Rclone S3 API calls

makksi · February 28, 2021, 3:57pm

As Amazon S3 pricing is a bit complicated and related not only to the size of the storage, but also to the API calls, is that possible during a sync or copy operations, just for test, list the API calls so we can count the overall number and:

realize if we can optimize some API calls using different flags for our transfer
do an estimate of the cost of each sync/copy operation

Thanks a lot

asdffdsa · February 28, 2021, 4:04pm

this can reduce the amount of api calls.
https://rclone.org/docs/#fast-list

makksi · February 28, 2021, 4:06pm

Yes, but my question was more general, I'm interested in whole reporting the API calls.
Moreover --fast list cannot be used on a low memory machines for large syncs

Thanks in any case

asdffdsa · February 28, 2021, 4:39pm

aws s3 website has many options to monitor and log api calls.
https://docs.aws.amazon.com/AmazonS3/latest/userguide/logging-with-S3.html

so for testing:

create a bucket
enable logging
create a rclone remote for that bucket
run rclone
read/parse the logs.

makksi · February 28, 2021, 4:59pm

Thanks,
I was thinking to some flag in rclone to enable logging of API calls.Probably this could be very helpful.
What about pricing of the monitor service in AWS? I saw the log is registered to S3 so it has a cost and probably also the logging has a cost for entries.
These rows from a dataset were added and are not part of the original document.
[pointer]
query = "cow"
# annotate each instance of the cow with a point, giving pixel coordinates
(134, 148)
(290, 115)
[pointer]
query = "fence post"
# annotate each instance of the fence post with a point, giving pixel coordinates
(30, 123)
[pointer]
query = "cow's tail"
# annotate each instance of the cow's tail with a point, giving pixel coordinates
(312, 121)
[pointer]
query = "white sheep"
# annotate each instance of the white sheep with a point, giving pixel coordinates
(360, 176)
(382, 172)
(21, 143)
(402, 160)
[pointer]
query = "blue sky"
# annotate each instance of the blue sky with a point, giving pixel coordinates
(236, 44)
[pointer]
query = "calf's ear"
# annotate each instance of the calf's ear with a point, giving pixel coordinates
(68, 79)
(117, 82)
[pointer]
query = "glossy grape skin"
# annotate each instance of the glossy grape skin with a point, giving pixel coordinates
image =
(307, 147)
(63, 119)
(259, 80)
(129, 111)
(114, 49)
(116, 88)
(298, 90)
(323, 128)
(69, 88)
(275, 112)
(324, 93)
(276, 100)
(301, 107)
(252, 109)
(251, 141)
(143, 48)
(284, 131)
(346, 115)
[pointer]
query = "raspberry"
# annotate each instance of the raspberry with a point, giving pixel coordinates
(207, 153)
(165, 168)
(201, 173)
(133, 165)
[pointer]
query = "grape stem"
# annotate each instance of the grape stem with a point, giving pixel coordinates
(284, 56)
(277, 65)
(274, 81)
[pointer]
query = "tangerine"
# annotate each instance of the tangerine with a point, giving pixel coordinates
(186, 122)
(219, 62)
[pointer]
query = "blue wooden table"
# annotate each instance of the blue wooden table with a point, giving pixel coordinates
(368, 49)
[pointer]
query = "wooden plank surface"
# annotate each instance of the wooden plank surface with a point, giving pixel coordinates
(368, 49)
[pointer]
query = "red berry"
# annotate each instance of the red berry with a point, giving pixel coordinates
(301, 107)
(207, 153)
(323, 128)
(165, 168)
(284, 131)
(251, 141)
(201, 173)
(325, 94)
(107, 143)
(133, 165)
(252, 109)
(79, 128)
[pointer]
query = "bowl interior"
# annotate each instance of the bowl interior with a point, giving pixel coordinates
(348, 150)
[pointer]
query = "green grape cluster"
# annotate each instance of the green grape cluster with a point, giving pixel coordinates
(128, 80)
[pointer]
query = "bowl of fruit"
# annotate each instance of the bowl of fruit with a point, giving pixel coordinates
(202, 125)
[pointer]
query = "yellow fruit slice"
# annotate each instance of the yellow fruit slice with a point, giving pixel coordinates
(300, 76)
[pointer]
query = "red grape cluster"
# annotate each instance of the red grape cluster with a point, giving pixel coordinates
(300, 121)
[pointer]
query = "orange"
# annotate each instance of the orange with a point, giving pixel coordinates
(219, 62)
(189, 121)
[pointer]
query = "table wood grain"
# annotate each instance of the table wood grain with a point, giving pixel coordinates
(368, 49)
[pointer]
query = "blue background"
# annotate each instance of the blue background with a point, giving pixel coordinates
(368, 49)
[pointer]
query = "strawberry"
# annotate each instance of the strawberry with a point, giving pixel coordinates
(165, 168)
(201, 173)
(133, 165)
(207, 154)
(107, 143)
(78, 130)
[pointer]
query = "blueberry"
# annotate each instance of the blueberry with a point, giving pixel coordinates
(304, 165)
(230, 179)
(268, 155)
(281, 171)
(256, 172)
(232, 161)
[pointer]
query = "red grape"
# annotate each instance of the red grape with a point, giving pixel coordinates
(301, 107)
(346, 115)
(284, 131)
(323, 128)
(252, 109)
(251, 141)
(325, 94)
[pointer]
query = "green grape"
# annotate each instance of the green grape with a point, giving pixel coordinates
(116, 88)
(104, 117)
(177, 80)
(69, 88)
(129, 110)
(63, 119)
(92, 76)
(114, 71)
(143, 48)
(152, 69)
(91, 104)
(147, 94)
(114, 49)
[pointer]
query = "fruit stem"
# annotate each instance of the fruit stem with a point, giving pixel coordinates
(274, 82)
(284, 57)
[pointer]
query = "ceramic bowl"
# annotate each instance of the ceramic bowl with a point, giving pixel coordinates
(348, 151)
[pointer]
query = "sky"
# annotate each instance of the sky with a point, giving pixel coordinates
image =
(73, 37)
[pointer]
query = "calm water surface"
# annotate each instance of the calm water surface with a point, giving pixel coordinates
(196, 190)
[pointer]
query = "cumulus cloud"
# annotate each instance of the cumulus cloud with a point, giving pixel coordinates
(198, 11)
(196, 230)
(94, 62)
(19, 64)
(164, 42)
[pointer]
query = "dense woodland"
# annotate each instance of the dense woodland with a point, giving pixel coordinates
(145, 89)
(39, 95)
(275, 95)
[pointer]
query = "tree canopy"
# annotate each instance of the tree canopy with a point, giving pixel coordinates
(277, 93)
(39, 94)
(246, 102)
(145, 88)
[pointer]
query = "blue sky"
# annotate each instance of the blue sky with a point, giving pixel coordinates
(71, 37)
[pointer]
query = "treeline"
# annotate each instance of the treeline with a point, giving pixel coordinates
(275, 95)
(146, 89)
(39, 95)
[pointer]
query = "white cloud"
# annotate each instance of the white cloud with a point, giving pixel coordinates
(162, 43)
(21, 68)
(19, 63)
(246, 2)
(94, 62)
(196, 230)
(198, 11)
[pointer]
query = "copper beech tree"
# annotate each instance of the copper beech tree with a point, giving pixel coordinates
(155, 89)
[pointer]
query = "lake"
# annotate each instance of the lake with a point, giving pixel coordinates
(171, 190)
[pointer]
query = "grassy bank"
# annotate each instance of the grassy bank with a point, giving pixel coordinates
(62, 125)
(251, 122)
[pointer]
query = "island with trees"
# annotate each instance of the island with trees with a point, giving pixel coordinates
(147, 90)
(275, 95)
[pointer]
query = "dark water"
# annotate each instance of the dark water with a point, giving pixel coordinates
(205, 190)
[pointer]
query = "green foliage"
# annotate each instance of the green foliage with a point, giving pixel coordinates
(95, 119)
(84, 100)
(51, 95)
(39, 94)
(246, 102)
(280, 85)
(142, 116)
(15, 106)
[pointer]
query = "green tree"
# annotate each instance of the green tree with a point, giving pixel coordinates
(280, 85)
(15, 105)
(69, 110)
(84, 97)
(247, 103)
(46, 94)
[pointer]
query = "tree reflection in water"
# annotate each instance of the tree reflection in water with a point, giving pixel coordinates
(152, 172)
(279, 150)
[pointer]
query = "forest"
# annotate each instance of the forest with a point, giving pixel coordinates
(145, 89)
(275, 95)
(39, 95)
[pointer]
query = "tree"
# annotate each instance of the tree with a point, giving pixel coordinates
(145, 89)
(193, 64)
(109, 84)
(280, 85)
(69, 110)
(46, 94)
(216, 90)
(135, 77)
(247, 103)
Did you have the chance to try this servise?

asdffdsa · February 28, 2021, 5:28pm

it has not been a concern of mine.

for most recent backup files, such as veeam backup files and for recent backups with lots of small files, they goto wasabi, s3 clone known for hot storage, does not charge for api calls.
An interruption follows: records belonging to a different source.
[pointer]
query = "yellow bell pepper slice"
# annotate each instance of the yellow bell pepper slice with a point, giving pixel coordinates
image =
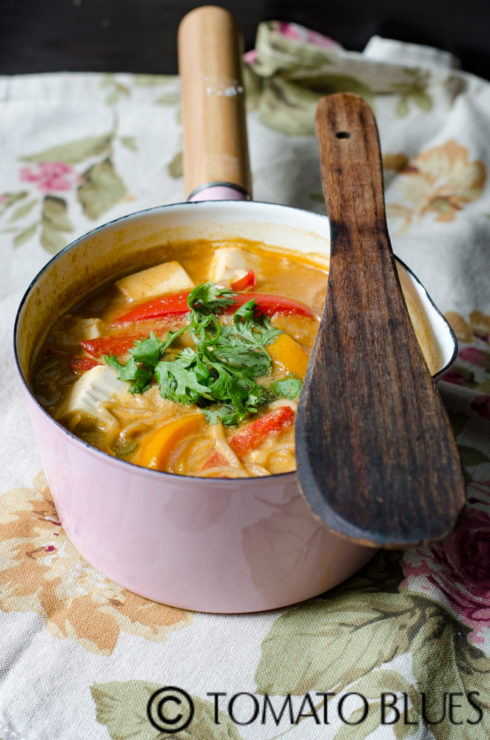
(156, 448)
(288, 356)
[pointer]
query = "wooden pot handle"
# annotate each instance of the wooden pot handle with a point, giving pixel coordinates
(213, 102)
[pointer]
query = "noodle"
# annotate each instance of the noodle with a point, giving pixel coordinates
(125, 425)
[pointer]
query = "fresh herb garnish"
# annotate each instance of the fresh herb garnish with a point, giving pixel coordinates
(287, 387)
(145, 355)
(220, 374)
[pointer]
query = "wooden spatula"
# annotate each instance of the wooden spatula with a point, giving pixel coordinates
(377, 460)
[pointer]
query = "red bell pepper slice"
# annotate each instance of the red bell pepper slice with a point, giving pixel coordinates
(254, 433)
(215, 460)
(270, 304)
(108, 345)
(247, 281)
(80, 365)
(176, 305)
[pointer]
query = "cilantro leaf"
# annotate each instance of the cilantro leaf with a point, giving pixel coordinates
(139, 376)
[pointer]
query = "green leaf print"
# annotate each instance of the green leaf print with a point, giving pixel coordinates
(175, 166)
(327, 644)
(73, 151)
(414, 90)
(54, 221)
(372, 686)
(122, 707)
(253, 87)
(101, 190)
(444, 660)
(457, 419)
(472, 456)
(277, 53)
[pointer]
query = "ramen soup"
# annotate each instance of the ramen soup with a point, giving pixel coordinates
(193, 366)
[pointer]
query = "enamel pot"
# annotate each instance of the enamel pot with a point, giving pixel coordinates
(214, 545)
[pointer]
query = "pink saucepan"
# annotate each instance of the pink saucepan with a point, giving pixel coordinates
(214, 545)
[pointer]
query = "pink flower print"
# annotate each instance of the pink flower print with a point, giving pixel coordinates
(51, 176)
(459, 570)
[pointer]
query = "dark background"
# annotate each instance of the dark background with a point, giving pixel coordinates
(140, 35)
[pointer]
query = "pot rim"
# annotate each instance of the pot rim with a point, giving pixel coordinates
(144, 212)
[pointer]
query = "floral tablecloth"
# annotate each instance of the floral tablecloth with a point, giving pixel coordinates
(402, 648)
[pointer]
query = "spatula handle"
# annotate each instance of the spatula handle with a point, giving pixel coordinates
(213, 103)
(351, 164)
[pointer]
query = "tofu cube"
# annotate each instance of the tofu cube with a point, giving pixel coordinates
(228, 265)
(93, 387)
(168, 277)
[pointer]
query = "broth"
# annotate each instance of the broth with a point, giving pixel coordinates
(232, 417)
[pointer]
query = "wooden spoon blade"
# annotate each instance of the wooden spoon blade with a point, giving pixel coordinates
(377, 460)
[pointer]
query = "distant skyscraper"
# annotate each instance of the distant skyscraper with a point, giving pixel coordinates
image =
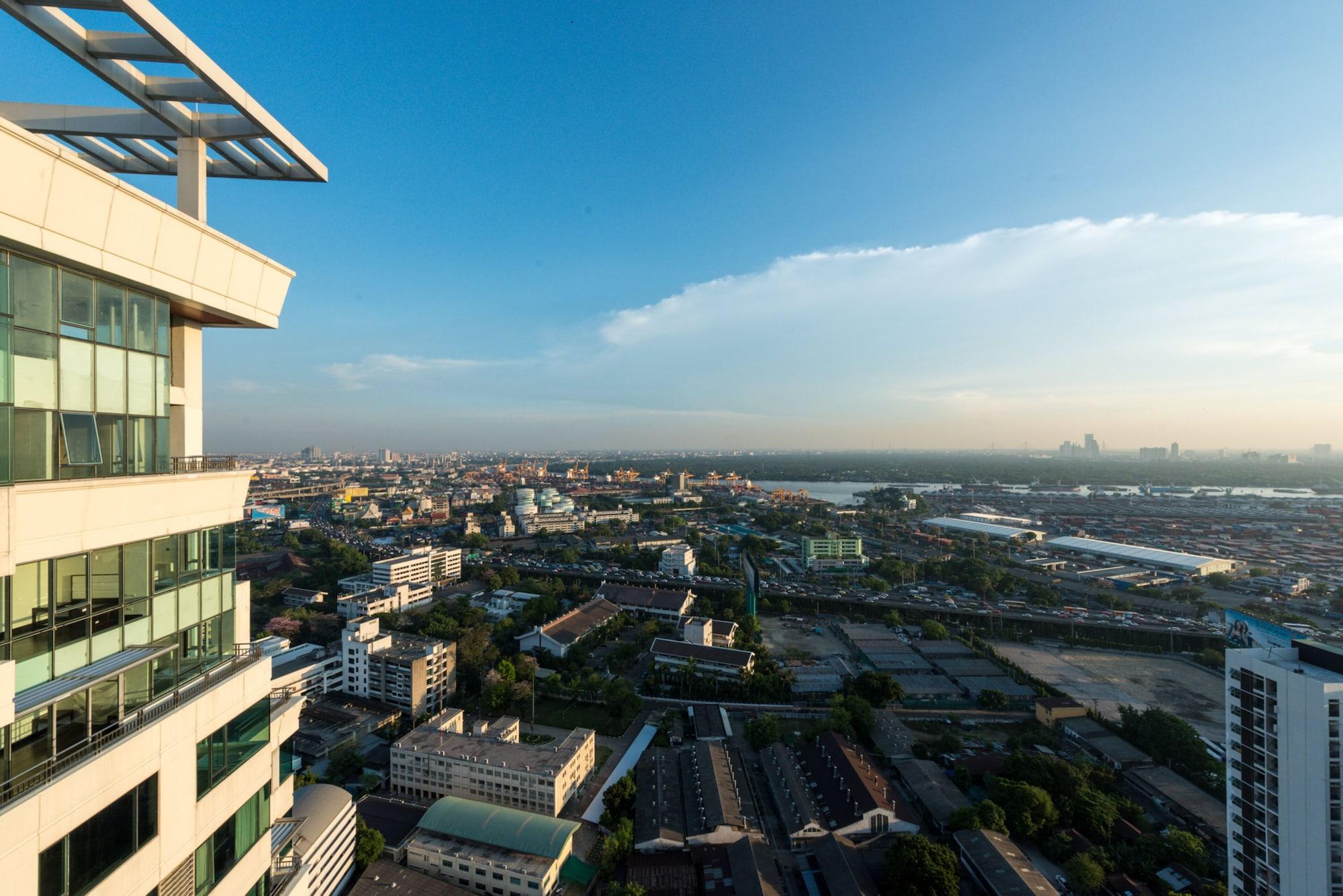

for long term storage of backups, they goto aws s3 deep glacier using rclone copy --immutable.
if there is a folder with lots of small files, they are zipped, and then that single zip is copied.

about a flag, not sure the value of it, as aws offers detailed logging.
if that is something you want, start a new topic using the feature category, make the request and see how other rcloners respond.

ncw · February 28, 2021, 6:27pm

You can use -vv with --dump headers

This will show all the http transactions.

It is too verbose for normal use but you can investigate with it.

makksi · February 28, 2021, 10:12pm

Thanks a lot Nick. Using that command during a sync with no object to update (it is already synced before) I just see this headers every 1000 file list

2021/02/28 21:55:24 DEBUG : HTTP REQUEST (req 0x24e0700)
2021/02/28 21:55:24 DEBUG : GET /?delimiter=%2F&encoding-type=url&max-keys=1000&prefix=Album_2011%2FBeachVolley%2F HTTP/1.1
Host: myhost.s3.us-east-2.amazonaws.com
User-Agent: rclone/v1.53.3-DEV
Authorization: XXXX
X-Amz-Content-Sha256: e3b0c44298fc1c149afbf4f8996fb92asdfae41e4649b934ca49599437852b855
X-Amz-Date: 20210228T215524Z
Accept-Encoding: gzip

Yes this is really useful but I can't find a reference to the API call

ncw · February 28, 2021, 10:37pm

That is a GET on the bucket which is

makksi · February 28, 2021, 10:50pm

Yes Nick, you are right!

Sorry for my poor attention to te S3 documentation. Yes this is that API call and the requested http header is exactly what is described in the documentation. So the --dump-headers options is perfect for this debug purpose! Thanks a lot again.
I was worried when doing a sync that there was an API call for every object in the bucket. Now I know there is just one API call every 1000 object, so I can count the frequency of sync operations I can take
in a month considering that Amazon will charge 5cents every 1000 ListObjects API calls/month

Thanks a lot again

asdffdsa · February 28, 2021, 10:57pm

this is interesting as i use deep glacier, which has higher cost per api call.

Amazon S3
"The modification time is used by default for all operations that require checking the time a file was last updated. It allows rclone to treat the remote more like a true filesystem, but it is inefficient on S3 because it requires an extra API call to retrieve the metadata."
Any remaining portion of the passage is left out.